AP Photo/Richard Shiro


NFL Scouting

Ranking The Best Rookie Wide Receivers

Last week we ranked the top rookie running backs going into the 2017 season and now it’s the wide receivers’ turn. Wideouts will always be in demand because without a good one your favorite team’s offense will resemble Carmelo Anthony in the NBA Finals. In other words, it won’t be there. Ok, that was harsh and I love Melo but the fact remains that receivers stretch the defense in ways no other position can and every team needs one. There was plenty of talent in this year’s draft at the wide receiver position and teams were quick to pounce. Three receivers went inside the top ten overall. Which receivers will make an impact in their inaugural seasons will be the biggest question surrounding this class. With hours of game tape analyzed and team rosters set going into OTA’s, I’ll predict which wide receivers will have the best rookie seasons.

4. JuJu Smith-Schuster

JuJu Smith-Schuster’s name alone warrants its own discussion. But that’s a topic for another article. Schuster was more than just a big name, he was a big-time producer at the University of Southern California. In his sophomore season, Shuster recorded over 1,400 yards on 89 receptions with 10 touchdowns earning first-team All-Pac-12 honors.

At 6’1’’ and 215 lbs, Schuster has the size and frame to go up with cornerbacks and compete. His biggest strengths are his physicality and body control when going up for jump balls and making contested catches. He also has a good understanding of zone coverages, knowing where to sit for easy completions. He will not beat you with overwhelming speed or quickness. However, he is the receiver you throw to on third down when you need to move the chains or in the red zone when you need a touchdown.

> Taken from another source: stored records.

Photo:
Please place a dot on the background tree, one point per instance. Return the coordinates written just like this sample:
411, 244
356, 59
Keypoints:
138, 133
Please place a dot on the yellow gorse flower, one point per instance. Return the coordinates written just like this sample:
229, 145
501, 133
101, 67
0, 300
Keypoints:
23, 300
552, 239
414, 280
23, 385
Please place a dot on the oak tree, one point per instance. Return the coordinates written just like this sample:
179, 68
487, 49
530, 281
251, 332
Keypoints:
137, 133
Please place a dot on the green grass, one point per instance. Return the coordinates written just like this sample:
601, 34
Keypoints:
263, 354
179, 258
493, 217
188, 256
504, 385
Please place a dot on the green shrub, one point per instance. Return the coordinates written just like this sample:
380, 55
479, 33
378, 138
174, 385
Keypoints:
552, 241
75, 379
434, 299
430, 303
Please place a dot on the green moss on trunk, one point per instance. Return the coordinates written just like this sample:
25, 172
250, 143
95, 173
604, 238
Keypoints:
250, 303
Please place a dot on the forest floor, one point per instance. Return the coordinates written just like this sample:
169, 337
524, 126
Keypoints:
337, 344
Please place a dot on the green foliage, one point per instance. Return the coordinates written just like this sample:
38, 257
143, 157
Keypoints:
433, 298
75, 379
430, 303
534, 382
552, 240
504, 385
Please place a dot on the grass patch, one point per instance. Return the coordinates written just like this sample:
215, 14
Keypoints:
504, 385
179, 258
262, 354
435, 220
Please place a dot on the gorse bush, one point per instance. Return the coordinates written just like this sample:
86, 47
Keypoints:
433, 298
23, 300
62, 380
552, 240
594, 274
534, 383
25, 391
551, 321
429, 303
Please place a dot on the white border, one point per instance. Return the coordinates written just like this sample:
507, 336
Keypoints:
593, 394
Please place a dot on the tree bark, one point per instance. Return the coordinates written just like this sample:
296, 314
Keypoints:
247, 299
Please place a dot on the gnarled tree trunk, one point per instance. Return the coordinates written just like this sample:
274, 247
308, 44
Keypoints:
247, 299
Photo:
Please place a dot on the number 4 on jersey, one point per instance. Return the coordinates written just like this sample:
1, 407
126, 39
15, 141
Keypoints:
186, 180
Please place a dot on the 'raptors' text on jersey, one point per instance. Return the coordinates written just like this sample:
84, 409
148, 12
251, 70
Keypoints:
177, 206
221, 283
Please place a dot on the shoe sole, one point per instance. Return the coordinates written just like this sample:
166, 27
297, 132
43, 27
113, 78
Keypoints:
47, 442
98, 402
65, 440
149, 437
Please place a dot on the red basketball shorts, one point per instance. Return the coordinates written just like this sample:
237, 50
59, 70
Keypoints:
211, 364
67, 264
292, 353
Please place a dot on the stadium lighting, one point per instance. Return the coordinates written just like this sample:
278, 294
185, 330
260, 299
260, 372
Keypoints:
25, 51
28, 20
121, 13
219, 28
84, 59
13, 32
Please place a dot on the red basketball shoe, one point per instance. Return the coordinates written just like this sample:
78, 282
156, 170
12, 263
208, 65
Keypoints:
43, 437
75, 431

The only thing limiting Schuster will be opportunities early in his career. He’ll be joining the Pittsburgh Steelers who have perhaps the deepest receiving corps in the entire league. Targets will be hard to come by with Antonio Brown, Martavis Bryant, Eli Rogers and Sammie Coates all on the team. Schuster has all the talent to become one of the great wide receivers in the NFL, but coming into his first season he will most likely experience a redshirt year.

3. John Ross

Ross has been a figure in most of my post-draft articles and any talk of wide receivers should include the talented University of Washington product. At the NFL Combine, Ross broke Chris Johnson’s 40-yard dash record time with a blazing 4.22 second time. It’s sad he wasn’t wearing a pair of Adidas and thereby was ineligible to win his own island. Such a bittersweet victory. However, Ross is more than just a speedster without an island. He’s a legitimate NFL receiver that has all the tools to succeed.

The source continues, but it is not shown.